How do you feel about insects? More specifically, how do you feel about cockroaches? We have an innate repulsion toward these little critters. It developed naturally over thousands of years. And for a good reason too. The movie we’re going to talk about today takes advantage of that repulsion. Mimic is an atmospheric science fiction horror about giant humanoid cockroaches roaming the subway tunnels under New York. It’s coming to us from none other than Guillermo del Toro, director of such classics as Hellboy, Pan’s Labyrinth and The Devil’s Backbone. He expanded Donald A. Wollheim’s short story of the same name, creating a brooding creature feature.
Guillermo constantly clashed with the Weinstein brothers who wanted the movie to be more commercial. They wanted a straight-up horror movie without any of the elements that make up a classic del Toro horror movie. This is why I highly recommend you check out the Director’s Cut of this movie and not the theatrical Weinstein version. This is something Weinsteins did often without any regard for the director’s artistic vision. In fact, James Cameron almost hit Harvey Weinstein in the head with the Oscar he just won because of how he treated his friend Guillermo.
Moving on, the special effects along with the practical ones stood the test of time and Mimic looks great after more than 25 years. The setting couldn’t have been better as dark and damp tunnels create a highly claustrophobic environment. An environment that’s not suited to humans at all but perfectly suited for vicious bugs. After all, name a better duo than New York and cockroaches. Speaking of which, did you know that Mimic is ranked number two on our list of Best Movies About Cockroaches? To find out what movie is the winner, you’ll have to check out that list.
It’s been three years since entomologist Dr. Susan Tyler saved the world from the horrific Strickler’s disease. Targeting children and spreading via cockroaches, it caused so much pain and suffering. Susan manipulated the genes of cockroaches effectively forcing them to starve to death and stop the spread of the disease. However, after three years it appears that something emerged from the dark New York underground that’s not a new disease. It’s not a new disease but a new lifeform…
Apart from classic del Toro themes, there’s a strong Lovecraftian current underneath the story. Scientists messing with nature, experimenting, and doing something they shouldn’t be doing. Mimic also quickly arrives at the main location. In under ten minutes, we have our main protagonists and antagonists revealed.

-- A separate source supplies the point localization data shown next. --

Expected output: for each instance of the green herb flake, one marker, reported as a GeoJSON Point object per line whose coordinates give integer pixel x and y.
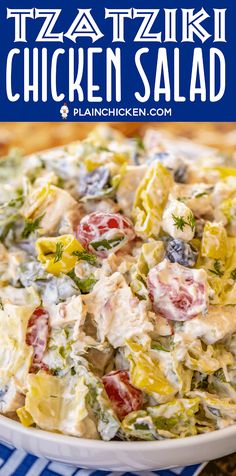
{"type": "Point", "coordinates": [85, 256]}
{"type": "Point", "coordinates": [217, 269]}
{"type": "Point", "coordinates": [31, 226]}
{"type": "Point", "coordinates": [191, 221]}
{"type": "Point", "coordinates": [180, 222]}
{"type": "Point", "coordinates": [85, 285]}
{"type": "Point", "coordinates": [58, 252]}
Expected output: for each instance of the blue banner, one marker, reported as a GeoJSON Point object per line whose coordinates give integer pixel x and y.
{"type": "Point", "coordinates": [102, 60]}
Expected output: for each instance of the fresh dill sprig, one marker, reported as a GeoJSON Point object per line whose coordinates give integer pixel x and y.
{"type": "Point", "coordinates": [217, 269]}
{"type": "Point", "coordinates": [180, 222]}
{"type": "Point", "coordinates": [191, 221]}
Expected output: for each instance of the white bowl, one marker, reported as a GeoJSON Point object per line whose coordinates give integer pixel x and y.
{"type": "Point", "coordinates": [119, 455]}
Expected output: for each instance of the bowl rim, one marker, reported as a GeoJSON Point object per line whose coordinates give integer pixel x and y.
{"type": "Point", "coordinates": [128, 446]}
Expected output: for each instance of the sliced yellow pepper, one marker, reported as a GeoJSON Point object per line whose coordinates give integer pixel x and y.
{"type": "Point", "coordinates": [150, 200]}
{"type": "Point", "coordinates": [24, 416]}
{"type": "Point", "coordinates": [214, 241]}
{"type": "Point", "coordinates": [56, 254]}
{"type": "Point", "coordinates": [146, 375]}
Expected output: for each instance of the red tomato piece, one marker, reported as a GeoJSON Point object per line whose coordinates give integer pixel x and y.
{"type": "Point", "coordinates": [101, 232]}
{"type": "Point", "coordinates": [177, 293]}
{"type": "Point", "coordinates": [124, 397]}
{"type": "Point", "coordinates": [37, 335]}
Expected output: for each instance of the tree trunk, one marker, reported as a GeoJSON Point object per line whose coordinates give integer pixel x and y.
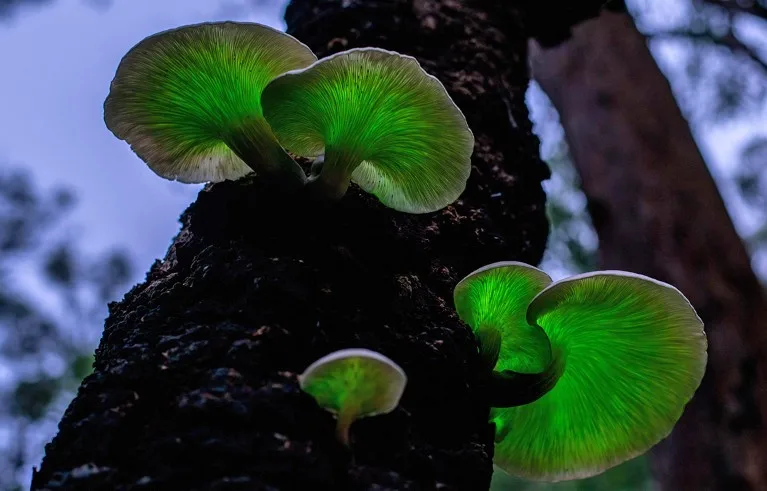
{"type": "Point", "coordinates": [657, 211]}
{"type": "Point", "coordinates": [195, 376]}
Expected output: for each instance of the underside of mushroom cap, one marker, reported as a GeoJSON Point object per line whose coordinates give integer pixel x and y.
{"type": "Point", "coordinates": [381, 121]}
{"type": "Point", "coordinates": [367, 380]}
{"type": "Point", "coordinates": [185, 98]}
{"type": "Point", "coordinates": [633, 352]}
{"type": "Point", "coordinates": [496, 296]}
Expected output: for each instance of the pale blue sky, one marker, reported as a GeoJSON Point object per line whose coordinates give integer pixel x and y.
{"type": "Point", "coordinates": [57, 62]}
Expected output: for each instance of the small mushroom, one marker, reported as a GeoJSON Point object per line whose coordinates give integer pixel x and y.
{"type": "Point", "coordinates": [381, 121]}
{"type": "Point", "coordinates": [187, 101]}
{"type": "Point", "coordinates": [353, 384]}
{"type": "Point", "coordinates": [631, 351]}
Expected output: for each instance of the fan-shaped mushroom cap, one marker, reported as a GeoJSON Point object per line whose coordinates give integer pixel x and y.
{"type": "Point", "coordinates": [495, 297]}
{"type": "Point", "coordinates": [187, 100]}
{"type": "Point", "coordinates": [381, 121]}
{"type": "Point", "coordinates": [633, 352]}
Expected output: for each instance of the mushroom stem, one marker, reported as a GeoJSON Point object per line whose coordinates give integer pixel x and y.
{"type": "Point", "coordinates": [508, 388]}
{"type": "Point", "coordinates": [331, 177]}
{"type": "Point", "coordinates": [253, 141]}
{"type": "Point", "coordinates": [344, 420]}
{"type": "Point", "coordinates": [489, 344]}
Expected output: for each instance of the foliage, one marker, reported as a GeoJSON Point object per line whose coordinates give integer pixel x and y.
{"type": "Point", "coordinates": [46, 340]}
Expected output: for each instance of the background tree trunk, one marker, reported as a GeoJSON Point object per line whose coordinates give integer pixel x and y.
{"type": "Point", "coordinates": [195, 377]}
{"type": "Point", "coordinates": [657, 211]}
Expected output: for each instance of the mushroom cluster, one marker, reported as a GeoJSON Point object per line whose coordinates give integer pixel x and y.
{"type": "Point", "coordinates": [583, 373]}
{"type": "Point", "coordinates": [588, 371]}
{"type": "Point", "coordinates": [215, 101]}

Moreover, the antagonists start eating people just two minutes later. You could argue that the movie draws a lot of inspiration from the Alien franchise. However, I think there are enough original elements not to think that although we do have Charles S. Dutton (Alien 3).
As in any del Toro movie, the cast did a terrific job, this time led by Mira Sorvino and Jeremy Northam. The two of them apparently could not stand each other on the set but at least that didn’t affect their performances. We also have Josh Brolin, F. Murray Abraham, and Norman Reedus. Mimic was actually Norman’s Hollywood debut. As this is basically a B movie but with an A execution, it’s only logical it’s got a couple of sequels. They’re watchable but inferior and forgettable when compared to the original. Finally, if you’re looking for movies like Mimic I recommend another nineties horror science fiction classic The Species.
Director: Guillermo del Toro
Writers: Donald A. Wollheim, Matthew Robbins, Guillermo del Toro
Cast: Mira Sorvino, Jeremy Northam, Josh Brolin, F. Murray Abraham, Charles S. Dutton
Fun Facts: Mimic was originally supposed to be a thirty minute short before being developed into a feature movie just like Imposter four years later.